She’s received three Bram Stoker Awards for her fiction, and her work has often been included in best-of-the year lists and anthologies. She’s a founding board member of the Shirley Jackson Awards, and works in both film and prose.
In Pam Kowalski Is A Monster!, published by Raw Dog Screaming Press May 2025, Janet investigates her high school nemesis Pam, now a famous psychic predicting apocalypse, but digging into their past reveals disturbing truths about whether Pam’s predictions might be real.

Recommended Reading: Pam Kowalski Is A Monster! (Raw Dog Screaming Press, May 2025)
Excerpt from Pam Kowalski Is A Monster!:
Scripple-scrapple.
The night Madam Pamela’s Big Reveal went catastrophically wrong, I was staying in her guesthouse, waiting for the interview that I hoped would revive my career. From the window, I watched her staff flee. Wide-eyed and terrified, they raced, shocked too insensate to scream. Little whirls of gravel dust cycloned up from the circular driveway as their fancy electric cars peeled out. Some didn’t bother with cars. In dressy-casual business slacks, they ran.
The mansion glowed with a kind of phosphorescence. Inside was Pam’s Parlor of Extraordinary Delights, from which she broadcast her hit psychic show The Madam Pamela Hour. She’d built Split Foot Mansion here in Detroit because she claimed that this specific location was the most magic on earth, where meridians intersected, opening a gateway between worlds. With the aid of her “spirit companion” she’d dug a hole through the floor of her Parlor, where she claimed she’d broken the barrier between the visible and the unknown.
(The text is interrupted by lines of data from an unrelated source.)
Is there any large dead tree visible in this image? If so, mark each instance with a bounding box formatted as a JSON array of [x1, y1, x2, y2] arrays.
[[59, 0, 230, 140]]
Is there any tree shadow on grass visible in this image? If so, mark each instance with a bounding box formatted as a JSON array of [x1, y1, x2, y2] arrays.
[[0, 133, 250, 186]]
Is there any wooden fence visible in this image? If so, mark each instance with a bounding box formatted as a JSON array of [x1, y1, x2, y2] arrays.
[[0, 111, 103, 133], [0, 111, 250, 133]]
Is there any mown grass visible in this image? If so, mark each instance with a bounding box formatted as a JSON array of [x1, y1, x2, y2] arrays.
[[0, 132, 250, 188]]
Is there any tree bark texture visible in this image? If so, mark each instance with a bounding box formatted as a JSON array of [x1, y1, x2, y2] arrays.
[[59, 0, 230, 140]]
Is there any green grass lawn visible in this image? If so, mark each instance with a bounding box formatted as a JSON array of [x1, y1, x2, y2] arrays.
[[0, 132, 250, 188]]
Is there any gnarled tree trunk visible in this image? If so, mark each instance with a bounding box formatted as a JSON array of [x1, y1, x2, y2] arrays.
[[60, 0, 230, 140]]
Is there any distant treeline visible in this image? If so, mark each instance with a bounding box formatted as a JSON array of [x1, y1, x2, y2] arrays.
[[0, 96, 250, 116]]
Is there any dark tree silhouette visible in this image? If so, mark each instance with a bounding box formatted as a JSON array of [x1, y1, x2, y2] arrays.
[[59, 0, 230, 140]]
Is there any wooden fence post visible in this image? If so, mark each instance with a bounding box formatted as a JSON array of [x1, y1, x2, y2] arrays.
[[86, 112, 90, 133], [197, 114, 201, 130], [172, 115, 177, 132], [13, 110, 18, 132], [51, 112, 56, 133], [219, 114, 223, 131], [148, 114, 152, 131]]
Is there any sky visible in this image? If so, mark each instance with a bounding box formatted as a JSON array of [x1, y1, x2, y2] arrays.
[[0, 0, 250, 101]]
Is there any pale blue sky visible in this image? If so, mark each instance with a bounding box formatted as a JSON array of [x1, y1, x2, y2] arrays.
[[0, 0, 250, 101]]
Glory Hole, I’d joked in a blog.
Right now, she was broadcasting her Big Reveal. For $200 per view, people were supposed to learn Madam Pamela’s secrets. She’d promised to let them see the world from her eyes. What was it she saw? She’d told us explicitly—dreadful drearies, she called them. Until lately,
I’d assumed she was lying.
Pam Kowolski was rich, famous, and successful. I’d hated her for a long time. When I’d learned about her Big Reveal, I’d spent months researching this story, in the hopes of writing the pitch-perfect hit piece to take her down. I’d fantasized about her destruction, her hurt at my hands. How stupid. How blind.
I came out from the guest house. In the settled, pregnant stillness, a sound emanated from the mansion: scripple-scrapple. Something dreadful come round at last.
For me, there wasn’t a choice. There never had been. The staff had left Split Foot’s door wide open. I walked through.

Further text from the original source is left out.